Une fois franchies les premières barrières du palais, les carrures
impressionnantes des gardes et leurs lourdes armes aux tranchants luisants, je
traversais de longues et hautes pièces au carrelage sonore derrière
un chambellan chamarré. Enfin, et à son aimable invite " plié-en-deux
", j'entrais à reculons dans une pièce d'attente.
Me retournant, je me figeai de stupeur : deux autres personnes à mon effigie
exacte discutaient, posément assises sur de petits fauteuils de salon.
Après quelques tapes amicales, quelques mots rapides cernant la situation,
et surtout une consigne commune : pas d'engagement avant de nous retrouver tous
le soir même à l'Auberge du Moine Cornu.
Un autre chambellan, encore plus chamarré et l'air ennuyé, entra
brusquement, accompagné de quelques gardes armés, et nous fit
emmener dans des pièces séparées.
Mon entrevue avec la jolie Reine fut simple, agréable et courtoise :
celle-ci ne supportait plus de laisser le roi sans enfant, et elle émettait
le souhait, avec son plus ardent sourire, que je mette en uvre science,
magie et tout ce qu'il fallait pour remédier à cet inconvenant
état. Elle accepta, malgré un léger agacement, que je prenne
le temps de réfléchir face à cette proposition.
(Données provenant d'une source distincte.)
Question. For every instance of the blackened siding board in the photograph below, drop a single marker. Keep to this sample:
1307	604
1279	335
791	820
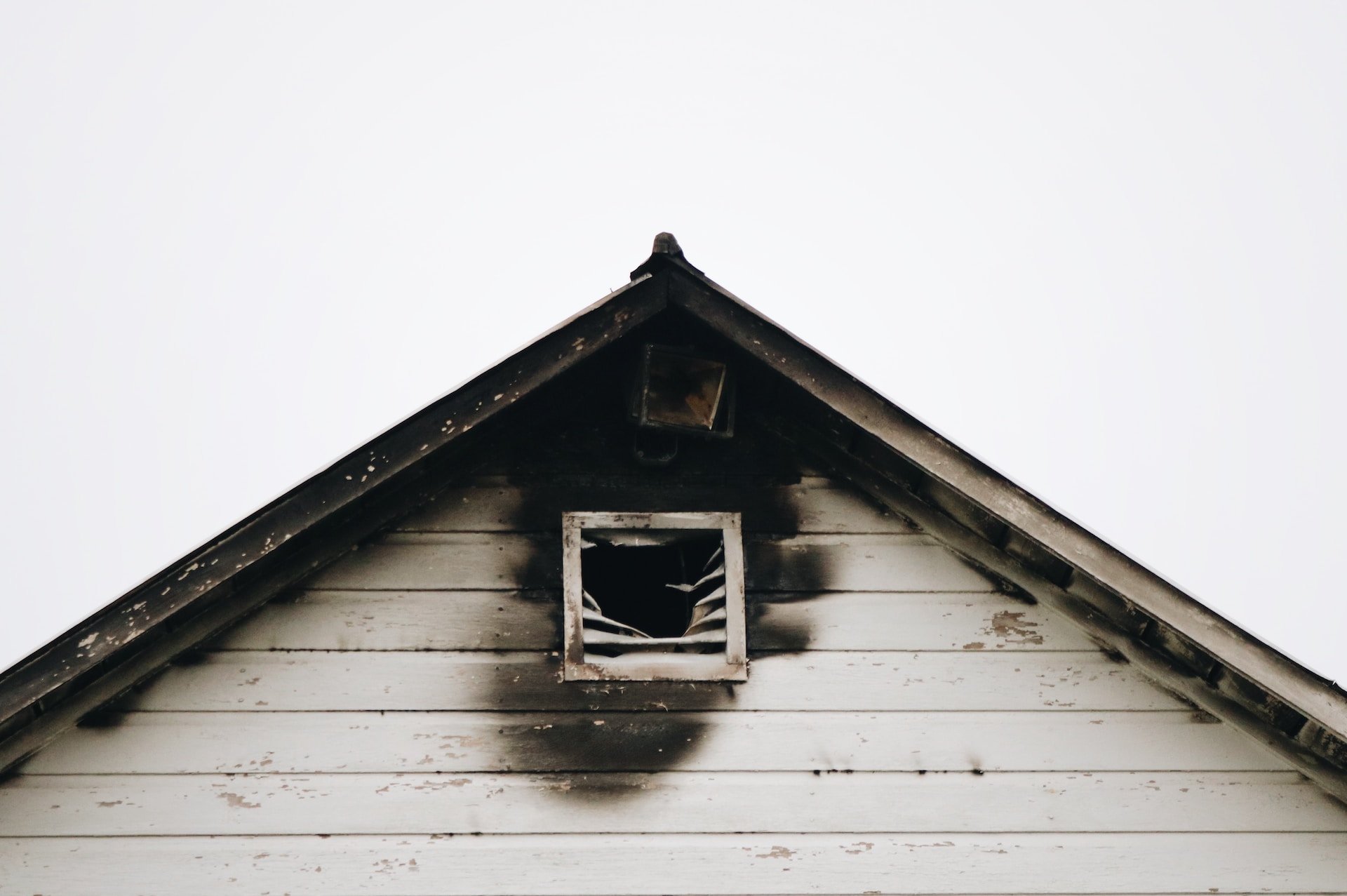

Le soir venu, nous nous retrouvâmes 7 Merlin à l'Auberge. Heureusement,
il se faisait tard et le serveur dans un état déjà bien
avancé attribua cette tablée à sa fatigue plutôt
qu'à malices.
Nous discutâmes longuement de l'effet Carabosse, théorie bien connue
des auteurs anciens mais dont nous étions nous-mêmes devenus sujets
d'expérience.
Plusieurs sessions temporelles de la même entité individuelle peuvent
cohabiter en un même lieu et en un même moment, sous certaines conditions.
Mais les risques sont immenses, en particulier pour le sujet.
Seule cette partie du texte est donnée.